Kolejna propozycja dla miłośników botwinki. Połączenie botwinki i soczewicy okazało się być niezwykle smaczne. Polecam je Wam, póki trwa jeszcze sezon na młode buraczki. Razem ze mną to danie przygotowali także Andrzej i Irenka, dzięki którym zarówno ja, jak i Połówek pokochaliśmy w ubiegłym roku botwinkę 🙂
RISOTTO Z BOTWINKĄ I SOCZEWICĄ
Składniki (na 4 porcje):
[źródło: Martha Stewart]
- 1 duży ząbek czosnku, drobno posiekany
- 1 cebula, pokrojona w kostkę
- 2 pory (tylko biała część), posiekane
- 2 łyżeczki posiekanego tymianku (lub spora szczypta suszonego)
- 250 g ryżu arborio
- 1 kieliszek wytrawnego białego wina (w temperaturze pokojowej)
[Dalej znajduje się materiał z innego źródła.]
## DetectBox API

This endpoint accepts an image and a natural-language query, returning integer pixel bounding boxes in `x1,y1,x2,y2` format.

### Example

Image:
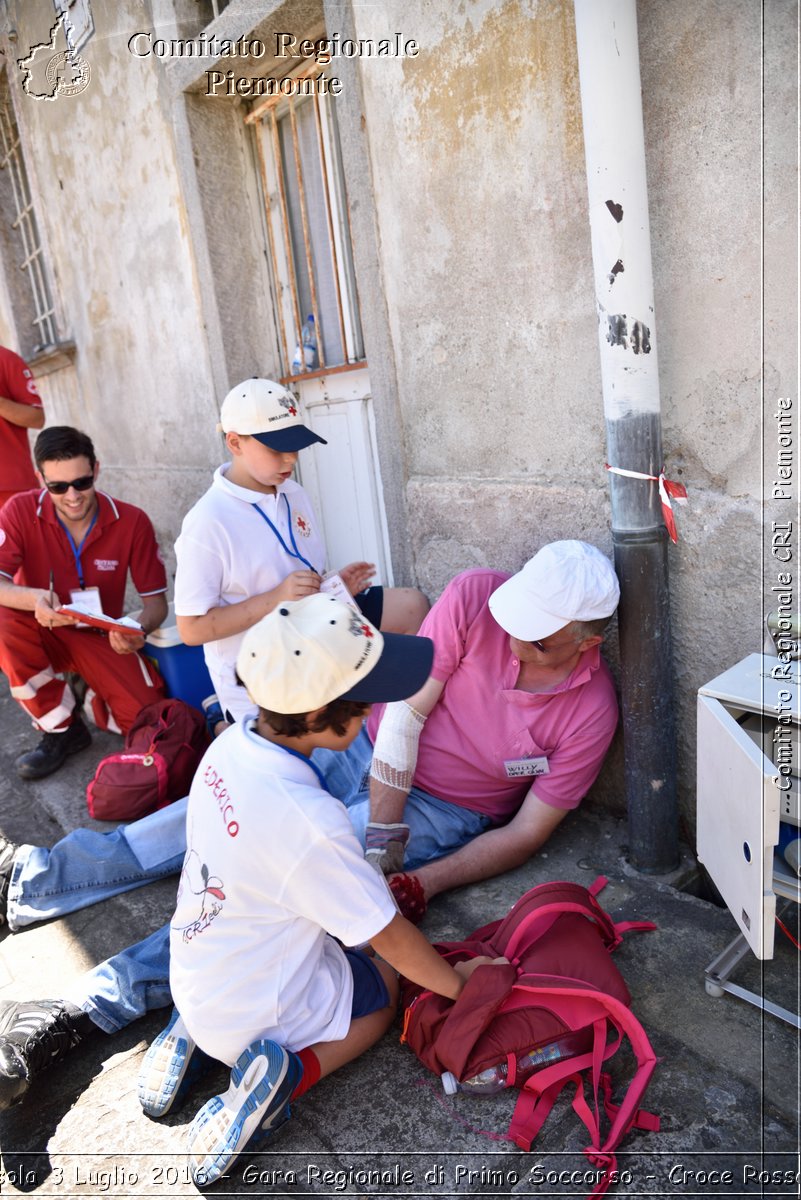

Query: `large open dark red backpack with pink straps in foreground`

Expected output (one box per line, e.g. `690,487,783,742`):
401,878,660,1195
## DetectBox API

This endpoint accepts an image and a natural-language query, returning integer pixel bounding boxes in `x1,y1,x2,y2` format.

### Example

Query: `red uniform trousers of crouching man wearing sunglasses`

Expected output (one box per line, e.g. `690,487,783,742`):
0,605,164,733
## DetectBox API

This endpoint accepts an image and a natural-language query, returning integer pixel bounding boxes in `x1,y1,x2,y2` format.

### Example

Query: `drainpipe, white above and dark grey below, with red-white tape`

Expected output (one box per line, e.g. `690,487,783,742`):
574,0,679,874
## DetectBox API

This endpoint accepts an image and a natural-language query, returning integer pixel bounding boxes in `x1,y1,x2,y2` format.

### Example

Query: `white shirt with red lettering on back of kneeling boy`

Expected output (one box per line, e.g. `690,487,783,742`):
170,721,396,1064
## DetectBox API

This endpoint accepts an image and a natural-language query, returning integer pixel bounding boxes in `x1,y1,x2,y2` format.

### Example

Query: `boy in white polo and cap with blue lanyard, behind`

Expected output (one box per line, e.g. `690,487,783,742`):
175,379,428,720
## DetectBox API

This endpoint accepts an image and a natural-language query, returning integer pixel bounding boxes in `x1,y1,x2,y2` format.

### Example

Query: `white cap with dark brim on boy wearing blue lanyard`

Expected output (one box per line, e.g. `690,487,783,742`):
217,378,326,451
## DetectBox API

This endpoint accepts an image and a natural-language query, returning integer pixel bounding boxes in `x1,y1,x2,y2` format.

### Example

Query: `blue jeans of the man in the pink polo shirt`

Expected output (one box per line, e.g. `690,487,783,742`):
7,728,490,1033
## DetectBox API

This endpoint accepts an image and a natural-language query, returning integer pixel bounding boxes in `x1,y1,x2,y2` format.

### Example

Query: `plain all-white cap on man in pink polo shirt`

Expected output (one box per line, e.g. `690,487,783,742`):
489,541,620,642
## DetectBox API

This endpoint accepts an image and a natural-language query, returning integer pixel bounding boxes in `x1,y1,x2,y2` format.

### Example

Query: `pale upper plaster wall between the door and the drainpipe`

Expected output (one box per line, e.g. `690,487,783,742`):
356,0,603,484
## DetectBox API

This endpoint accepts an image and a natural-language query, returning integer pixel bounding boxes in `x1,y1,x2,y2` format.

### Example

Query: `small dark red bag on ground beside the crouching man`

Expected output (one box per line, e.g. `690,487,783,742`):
86,700,209,821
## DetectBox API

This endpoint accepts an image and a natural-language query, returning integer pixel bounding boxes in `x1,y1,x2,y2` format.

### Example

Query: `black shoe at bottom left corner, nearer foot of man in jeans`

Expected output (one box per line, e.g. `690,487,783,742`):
0,1000,97,1109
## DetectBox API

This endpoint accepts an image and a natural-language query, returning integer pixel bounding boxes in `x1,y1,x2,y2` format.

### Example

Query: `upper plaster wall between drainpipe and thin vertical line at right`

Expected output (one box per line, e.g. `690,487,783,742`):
638,0,762,500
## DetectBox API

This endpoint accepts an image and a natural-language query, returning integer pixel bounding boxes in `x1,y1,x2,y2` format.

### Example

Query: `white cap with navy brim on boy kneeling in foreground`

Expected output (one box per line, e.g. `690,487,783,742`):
236,592,434,713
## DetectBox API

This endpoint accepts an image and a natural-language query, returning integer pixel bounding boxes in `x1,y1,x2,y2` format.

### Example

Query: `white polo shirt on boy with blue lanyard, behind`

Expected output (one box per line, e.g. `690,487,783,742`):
175,463,325,718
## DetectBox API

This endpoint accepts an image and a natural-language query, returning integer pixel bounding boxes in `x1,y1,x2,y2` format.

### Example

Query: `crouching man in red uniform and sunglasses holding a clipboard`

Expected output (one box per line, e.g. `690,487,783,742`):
0,425,167,779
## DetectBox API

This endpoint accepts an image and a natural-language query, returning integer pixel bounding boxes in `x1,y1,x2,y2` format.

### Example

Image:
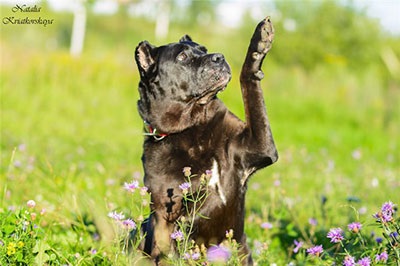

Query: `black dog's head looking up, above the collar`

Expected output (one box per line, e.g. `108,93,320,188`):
135,35,231,133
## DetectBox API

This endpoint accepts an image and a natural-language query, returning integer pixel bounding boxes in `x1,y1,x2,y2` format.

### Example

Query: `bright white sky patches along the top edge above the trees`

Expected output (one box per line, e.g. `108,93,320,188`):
0,0,400,35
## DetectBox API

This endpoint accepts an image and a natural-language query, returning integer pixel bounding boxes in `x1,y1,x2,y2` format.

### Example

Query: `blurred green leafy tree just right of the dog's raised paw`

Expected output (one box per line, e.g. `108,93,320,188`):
275,1,382,69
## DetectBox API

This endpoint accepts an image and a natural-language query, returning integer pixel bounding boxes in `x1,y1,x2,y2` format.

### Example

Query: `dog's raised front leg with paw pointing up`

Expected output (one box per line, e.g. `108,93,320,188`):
240,17,278,170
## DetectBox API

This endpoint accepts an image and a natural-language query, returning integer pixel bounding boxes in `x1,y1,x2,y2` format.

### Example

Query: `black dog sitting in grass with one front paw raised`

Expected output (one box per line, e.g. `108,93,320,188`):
135,18,278,264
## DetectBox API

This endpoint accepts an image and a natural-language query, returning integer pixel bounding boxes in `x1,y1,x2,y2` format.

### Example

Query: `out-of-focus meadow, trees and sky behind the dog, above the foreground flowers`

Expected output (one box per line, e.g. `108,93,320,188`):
0,0,400,258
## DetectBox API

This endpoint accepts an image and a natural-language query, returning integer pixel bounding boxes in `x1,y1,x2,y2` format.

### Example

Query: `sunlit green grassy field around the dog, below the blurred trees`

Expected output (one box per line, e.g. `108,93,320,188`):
0,7,400,265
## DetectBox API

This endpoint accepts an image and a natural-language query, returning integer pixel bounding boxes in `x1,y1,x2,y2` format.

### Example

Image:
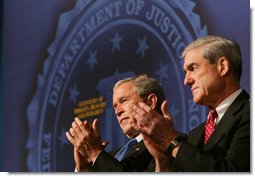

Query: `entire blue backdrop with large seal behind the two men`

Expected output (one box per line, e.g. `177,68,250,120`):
0,0,250,172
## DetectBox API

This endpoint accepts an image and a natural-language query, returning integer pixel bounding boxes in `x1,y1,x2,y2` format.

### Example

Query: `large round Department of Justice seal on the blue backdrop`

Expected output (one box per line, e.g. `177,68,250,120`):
27,0,207,172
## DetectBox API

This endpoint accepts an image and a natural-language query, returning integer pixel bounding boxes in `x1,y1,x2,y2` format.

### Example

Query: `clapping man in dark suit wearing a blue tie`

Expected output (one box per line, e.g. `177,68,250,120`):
66,75,165,172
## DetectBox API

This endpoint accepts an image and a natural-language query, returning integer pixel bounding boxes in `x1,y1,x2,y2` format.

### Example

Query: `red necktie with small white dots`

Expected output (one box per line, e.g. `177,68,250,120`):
204,109,218,143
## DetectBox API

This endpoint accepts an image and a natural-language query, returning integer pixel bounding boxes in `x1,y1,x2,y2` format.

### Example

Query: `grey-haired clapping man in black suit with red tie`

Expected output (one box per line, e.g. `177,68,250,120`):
130,36,250,172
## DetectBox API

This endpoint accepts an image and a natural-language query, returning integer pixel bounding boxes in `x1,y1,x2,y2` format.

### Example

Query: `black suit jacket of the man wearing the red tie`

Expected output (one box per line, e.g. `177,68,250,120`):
173,91,250,172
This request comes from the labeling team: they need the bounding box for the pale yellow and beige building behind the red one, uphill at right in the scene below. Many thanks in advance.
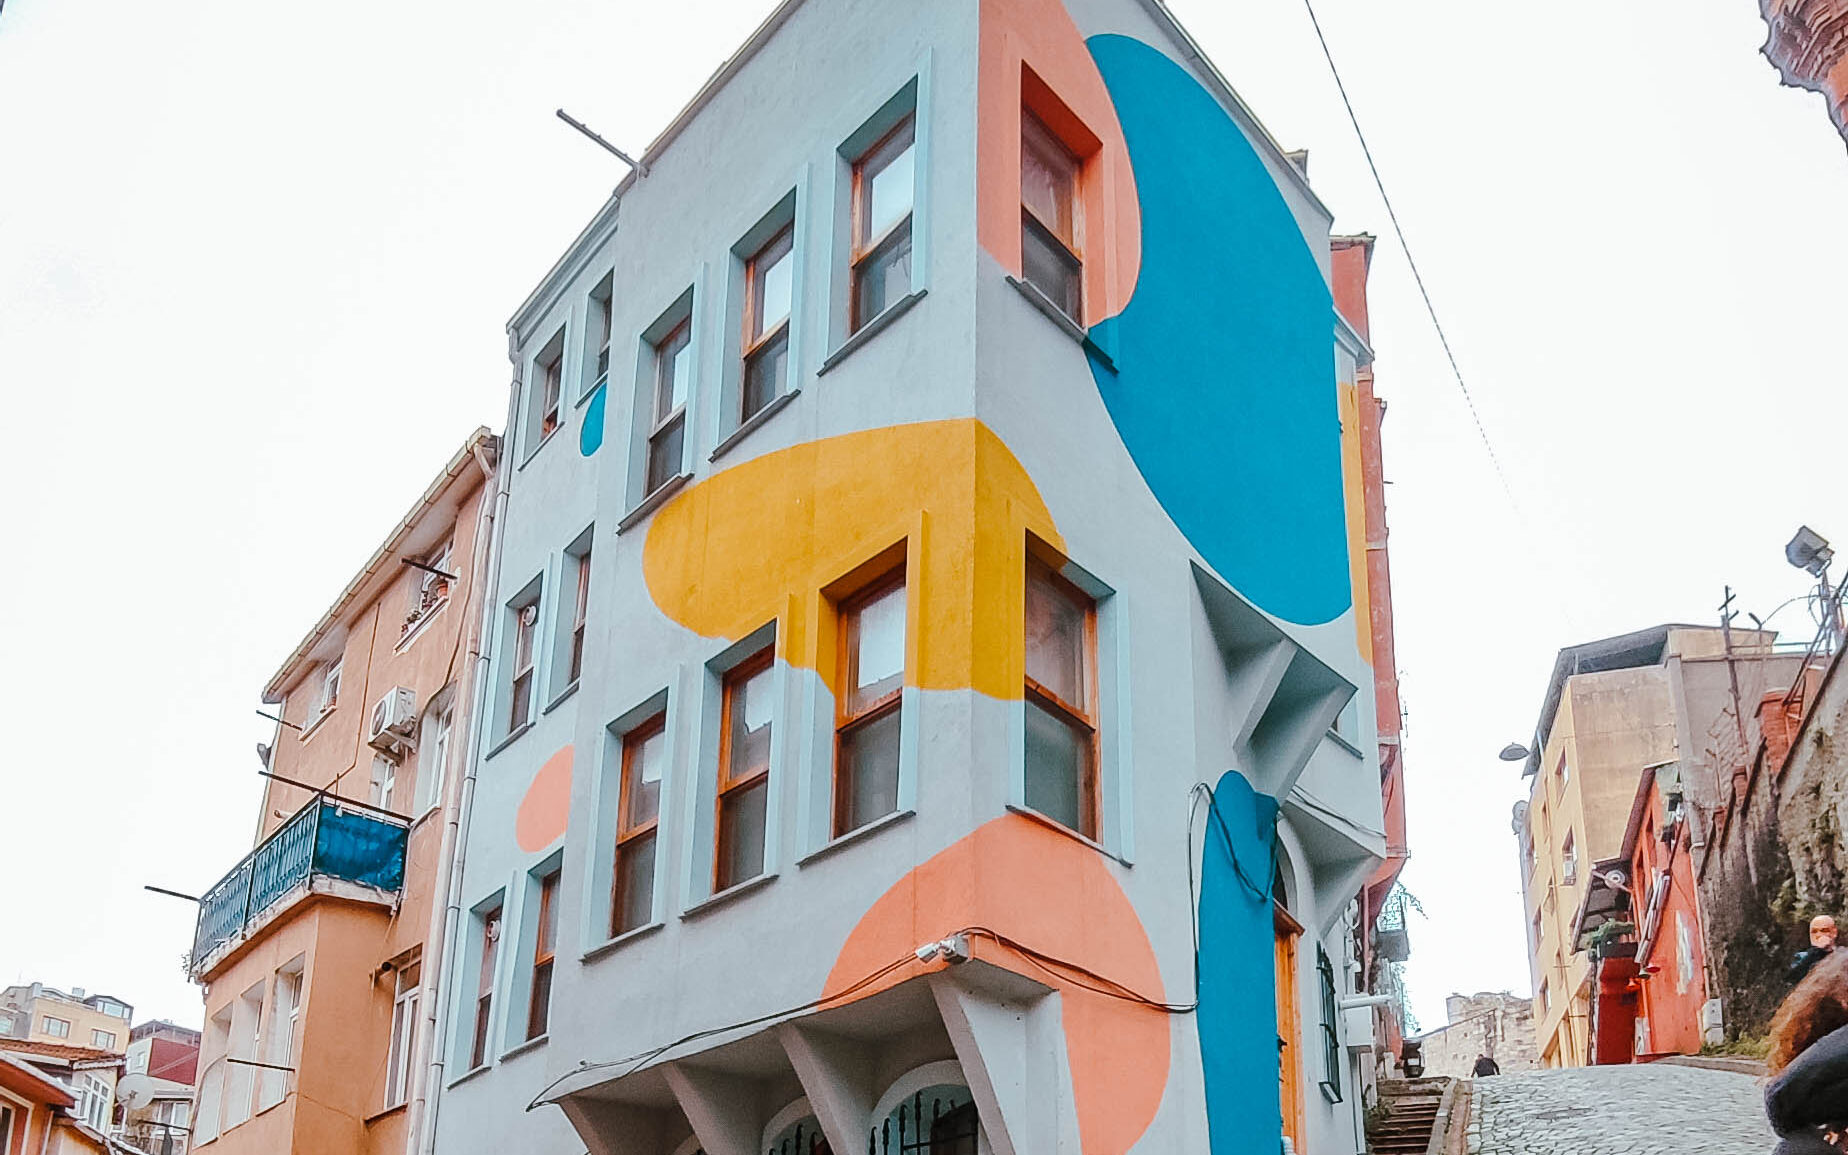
[1515,625,1802,1066]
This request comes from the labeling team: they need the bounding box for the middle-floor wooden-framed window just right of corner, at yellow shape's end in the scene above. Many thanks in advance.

- 1 litr bulionu (użyłam warzywnego)
- duży pęczek botwinki (same liście bez łodyżek), drobno posiekane
- 3/4 szklanki ugotowanej zielonej lub brązowej soczewicy (lub opukanej i odsączonej z puszki)
- sól i pieprz do smaku
- 1/4 szklanki startego parmezanu
- 1 łyżka masła
W garnku gotujemy wodę, kiedy zacznie wrzeć, wrzucamy botwinkę, gotujemy około 3 minuty. Odcedzamy na durszlaku, przelewamy zimną wodą. Na dużej patelni rozgrzewamy olej, wrzucamy pora, cebulę, czosnek, smażymy mieszając od czasu do czasu przez około 5 minut. Dodajemy ryż, smażymy mieszając przez 2 minuty. Wlewamy wino, podgrzewamy chwilkę, aż odparuje. Dodajemy tymianek i chochelkę bulionu, gotujemy mieszając, aż ryż wchłonie bulion. Ważne, by bulion był cały czas ciepły (najlepiej garnek z bulionem postawić na włączonym małym palniku obok patelni). Kiedy ryż wchłonie bulion dolewamy kolejną chochelkę i czynność powtarzamy, aż do wyczerpania bulionu. Cały proces powinien nam zająć około 15 minut. Pod koniec dodajemy botwinkę i soczewicę, doprawiamy solą i pieprzem, chwilkę podgrzewamy. Wyłączamy ogień, na patelnię wsypujemy parmezan i dodajemy masło, mieszamy. Rozkładamy pomiędzy talerze.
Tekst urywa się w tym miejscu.